[CentOS] Multipath and iSCSI Targets

Fri Mar 19 22:18:40 UTC 2010
Ross Walker <rswwalker at gmail.com>

On Mar 19, 2010, at 11:12 AM, "nate" <centos at linuxpowered.net> wrote:

> Joseph L. Casale wrote:
>> Just started messing with multipath against an iSCSI target with 4  
>> nics.
>> What should one expect as behavior when paths start failing?
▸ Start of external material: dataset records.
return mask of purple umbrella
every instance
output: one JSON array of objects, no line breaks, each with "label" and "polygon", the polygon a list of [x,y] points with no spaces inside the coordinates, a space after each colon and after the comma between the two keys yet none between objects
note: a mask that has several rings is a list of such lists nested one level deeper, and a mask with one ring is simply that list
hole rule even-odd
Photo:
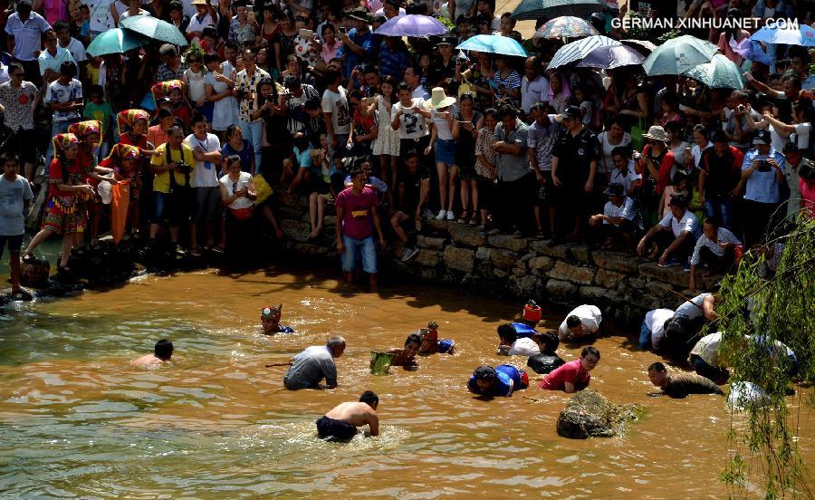
[{"label": "purple umbrella", "polygon": [[385,22],[384,24],[374,32],[384,36],[434,36],[447,33],[447,27],[441,21],[421,15],[410,14],[408,15],[397,15]]},{"label": "purple umbrella", "polygon": [[582,61],[577,63],[580,68],[618,68],[641,64],[645,56],[631,47],[625,45],[602,45],[593,49]]}]

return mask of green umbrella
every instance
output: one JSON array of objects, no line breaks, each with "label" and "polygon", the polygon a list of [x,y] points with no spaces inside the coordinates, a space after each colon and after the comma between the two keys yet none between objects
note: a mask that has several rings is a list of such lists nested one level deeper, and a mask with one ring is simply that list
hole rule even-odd
[{"label": "green umbrella", "polygon": [[701,82],[712,89],[743,89],[742,72],[735,62],[724,55],[714,55],[710,62],[699,64],[685,72],[685,76]]},{"label": "green umbrella", "polygon": [[698,64],[710,62],[718,47],[686,34],[672,38],[657,47],[642,63],[648,76],[682,74]]},{"label": "green umbrella", "polygon": [[187,39],[178,31],[178,28],[167,21],[156,19],[150,15],[133,15],[122,19],[119,25],[143,34],[149,38],[167,42],[174,45],[188,45]]},{"label": "green umbrella", "polygon": [[149,40],[138,33],[129,32],[121,28],[114,28],[100,34],[91,44],[87,53],[91,55],[105,55],[109,53],[124,53],[132,49],[147,45]]}]

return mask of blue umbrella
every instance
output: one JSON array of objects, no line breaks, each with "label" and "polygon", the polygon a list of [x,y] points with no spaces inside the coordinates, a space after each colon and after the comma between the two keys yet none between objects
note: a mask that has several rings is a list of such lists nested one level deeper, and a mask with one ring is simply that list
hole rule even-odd
[{"label": "blue umbrella", "polygon": [[711,89],[744,88],[741,68],[721,53],[714,55],[710,62],[694,66],[682,74],[701,82]]},{"label": "blue umbrella", "polygon": [[645,56],[625,45],[602,45],[589,53],[577,63],[578,68],[605,68],[642,64]]},{"label": "blue umbrella", "polygon": [[391,17],[374,32],[374,34],[383,36],[410,36],[413,38],[441,35],[446,33],[447,33],[447,27],[441,21],[420,14]]},{"label": "blue umbrella", "polygon": [[513,11],[512,18],[523,21],[561,15],[589,17],[607,6],[605,0],[522,0]]},{"label": "blue umbrella", "polygon": [[580,61],[589,55],[594,49],[606,45],[622,45],[622,43],[601,34],[588,36],[582,40],[566,43],[558,49],[558,52],[555,53],[551,61],[549,62],[548,68],[558,68],[569,64],[570,62]]},{"label": "blue umbrella", "polygon": [[806,24],[791,26],[786,23],[773,23],[755,32],[750,40],[767,43],[815,47],[815,30]]},{"label": "blue umbrella", "polygon": [[691,68],[710,62],[719,47],[706,40],[686,34],[672,38],[657,47],[642,63],[648,76],[682,74]]},{"label": "blue umbrella", "polygon": [[517,57],[526,57],[528,55],[523,47],[521,46],[521,43],[518,43],[514,39],[495,34],[476,34],[468,38],[455,48],[463,51],[514,55]]}]

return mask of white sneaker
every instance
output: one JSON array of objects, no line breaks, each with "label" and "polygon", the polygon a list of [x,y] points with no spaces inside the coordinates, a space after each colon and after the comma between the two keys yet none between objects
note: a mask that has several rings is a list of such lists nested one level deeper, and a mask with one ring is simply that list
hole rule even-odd
[{"label": "white sneaker", "polygon": [[406,248],[405,255],[402,255],[402,262],[408,262],[418,254],[418,248]]}]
My lab  
>> setup
>> was copying some data on a mounted block device when I dropped 3 of  
>> 4 paths
>> and the responsiveness of the server completely tanked for several  
>> minutes.
>>
>> Is that still expected?
>
> Depends on the target and the setup, ideally if you have 4 NICs you
> should be using at least two different VLANs, and since you have 4  
> NICs
> (I assume for iSCSI only) you should use jumbo frames.

Jumbo frames should only be used if your CPU can't keep up with the  
load of 4 NICs otherwise it does add some latency to iSCSI.


> With my current 3PAR storage arrays and my iSCSI targets each system
> has 4 targets but usually 1 NIC, my last company(same kind of storage)
> I had 4 targets and 2 dedicated NICs(each on it's own VLAN for routing
> purposes and jumbo frames).
>
> In all cases MPIO was configured for round robin, and failed over
> in a matter of seconds.
>
> Failing BACK can take some time depending on how long the path was
> down for, at least on CentOS 4.x (not sure on 5.x) there was some
> hard coded timeouts in the iSCSI system that could delay path
> restoration for a  minute or more because there was a somewhat
> exponential back off timer for retries, this caused me a big
> headache at one point doing a software upgrade on our storage array
> which will automatically roll itself back if all of the hosts do
> not re-login to the array within ~60 seconds of the controller coming
> back online.
>
> If your iSCSI storage system is using active/passive controllers
> that may increase fail over and fail back times and complicate
> stuff, my arrays are all active-active.

I would check the dm-multipath comfig for how it handles errors, it  
might retry multiple times before marking a path bad.

That will slow things to a crawl.

-Ross